Ms. Barrett smiles at her joke and becomes serious again. “Quiet class. One of you asked, what is masturbation? Please know that masturbation has a U, not an E. It is mast-Ur-bate.”

Oh, I didn’t know that, something to remember.

“Masturbation is when you stimulate yourself, usually with your fingers. Most people enjoy masturbating, although, remember, it is a sin. So, if you do masturbate, you need to confess to absolve your sin.”

I nod sagely. The last time I confessed to the priest about my masturbation, I had acted out a video online about a girl getting covered in cum. The video turned me on so much that I needed to do what the pornstar did.

Alone in our apartment, I went to the kitchen to find something resembling cum. The mayonnaise in the refrigerator had the best resemblance. I unscrewed the blue top and tentatively dipped a finger in the slimy but firm white stuff. Maybe like cum. I have always liked the taste of mayo, so I licked my finger and imagined it tasted like real cum. Like in the video, I stripped off my clothes to expose my budding breasts and almost hairless pussy. Luckily, I do not have to shave to resemble the girls online. I don’t know how to shave down there.

I spread out on the kitchen floor. Like in the video, a whole bunch of guys jerked off over me. I pinched my nipples and rubbed my pussy, just like the girl. I opened my mouth and stuck out my tongue like she had. I imagined all the penises ejaculating, so I smeared mayonnaise on my face and breasts to simulate the scene. Does cum taste like mayo? I like mayo on my sandwiches. Does cum taste good on sandwiches? I have so many questions.

Anyway, the priest asked for a detailed description of everything. He said he had to know everything for indulgence and correct punishment of my sin. I told him about covering myself, pushing some in my mouth to taste, and shoving some into my vagina to make a creampie. I love the term creampie. It reminds me of the cream pies Mom makes. Maybe they call it a creampie because cum in the pussy tastes like a creampie. I asked the priest, but he didn’t know. He just asked for more details.

I told him how I used a hairbrush handle to pretend a penis pushed the creampie deep into my pussy. I do everything from the video.

He asked more questions. “How many dicks?”

“Ten or twelve.” I had forgotten to count.

“Did you play with your breasts?”

“Not really, just smeared mayo on them.” I enjoyed the slimy texture. I didn’t mention that.

“Did you have an orgasm?”

“Yes, after rubbing hard on my little nub.” I can’t use the correct term, clit, talking to a priest.

“Have you seen a real dick?”

“No.” I didn’t tell him I accidentally walked in on Daddy peeing. Can you accidentally sin? I need to ask.

“Do you want to see a real dick?”

“Yes, but after marriage.” I gave him the correct answer, although I want to view one before marriage.

“What would you do if you saw a real dick right now?”

“In confession?” I exclaimed in confusion.

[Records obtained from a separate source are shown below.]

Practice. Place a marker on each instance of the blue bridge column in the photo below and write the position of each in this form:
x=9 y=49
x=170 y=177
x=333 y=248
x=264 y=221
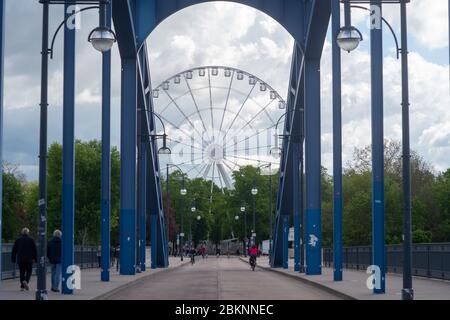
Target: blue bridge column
x=2 y=44
x=106 y=160
x=142 y=174
x=285 y=241
x=313 y=233
x=376 y=40
x=337 y=145
x=68 y=158
x=128 y=167
x=296 y=205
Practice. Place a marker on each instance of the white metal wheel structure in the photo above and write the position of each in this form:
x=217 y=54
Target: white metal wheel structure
x=218 y=119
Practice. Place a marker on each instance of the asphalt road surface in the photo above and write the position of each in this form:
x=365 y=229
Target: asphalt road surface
x=220 y=279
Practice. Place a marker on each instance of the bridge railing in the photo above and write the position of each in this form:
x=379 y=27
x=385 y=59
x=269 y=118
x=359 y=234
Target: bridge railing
x=85 y=257
x=430 y=260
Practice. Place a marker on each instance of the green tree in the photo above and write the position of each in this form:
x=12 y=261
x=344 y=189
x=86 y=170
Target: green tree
x=14 y=215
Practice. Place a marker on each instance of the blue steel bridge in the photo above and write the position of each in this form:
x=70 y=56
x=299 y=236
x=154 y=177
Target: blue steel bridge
x=144 y=136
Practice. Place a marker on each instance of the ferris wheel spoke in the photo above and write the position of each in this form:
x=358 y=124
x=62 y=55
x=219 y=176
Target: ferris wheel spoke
x=226 y=102
x=242 y=106
x=253 y=135
x=185 y=144
x=181 y=111
x=210 y=101
x=253 y=160
x=248 y=123
x=225 y=177
x=195 y=103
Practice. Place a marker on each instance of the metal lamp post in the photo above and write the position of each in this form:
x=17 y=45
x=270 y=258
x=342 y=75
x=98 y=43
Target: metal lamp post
x=254 y=193
x=407 y=291
x=99 y=43
x=269 y=165
x=245 y=230
x=193 y=209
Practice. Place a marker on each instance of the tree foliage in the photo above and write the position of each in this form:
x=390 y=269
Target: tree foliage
x=218 y=208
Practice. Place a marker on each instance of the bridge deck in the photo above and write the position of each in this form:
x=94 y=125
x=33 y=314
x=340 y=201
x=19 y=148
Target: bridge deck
x=354 y=284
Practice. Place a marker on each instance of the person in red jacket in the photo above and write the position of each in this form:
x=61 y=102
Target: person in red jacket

He must have gleaned the required information because he stopped asking questions. For penance, I had to pray to our Holy Father every morning and night for a week. I inquired if I could continue to masturbate. He just repeated the penance. He did say never to use mayo again, an easy promise because I had a hard time cleaning it off, and annoying to get out of my vagina.

I snap back to the room as Ms. Barrett finishes reading my question out loud. I sit up straighter, straining for the response.

“Glory holes, for those who do not know what they are, are holes in the wall at gas stations or porn shops that allow a woman to anonymously fellatio a male. I do not know where any glory holes are. I guess seedy gas stations, like near a highway or places of sin, like in adult or porn shops.” Ms. Barrett appears genuinely confused and flushed.

Martha leans over and whispers, “I heard there’s one at that new truck stop by the highway.” Good to know. Wow, Martha knows everything.

Ms. Barrett clears her throat to get our attention and reads the next question,” Dad took my sister to the doctor. My sister says she’s allowed to have sex with anyone because she can’t get pregnant anymore. Is that true?”

Ms. Barrett glances around the room, very obviously avoiding Lisa. Everyone knows slutty Lisa’s sister might have a demon possessing her or something. “Likely, your father had the doctor give your sister the pill or an IUD. Our church only allows abstinence.”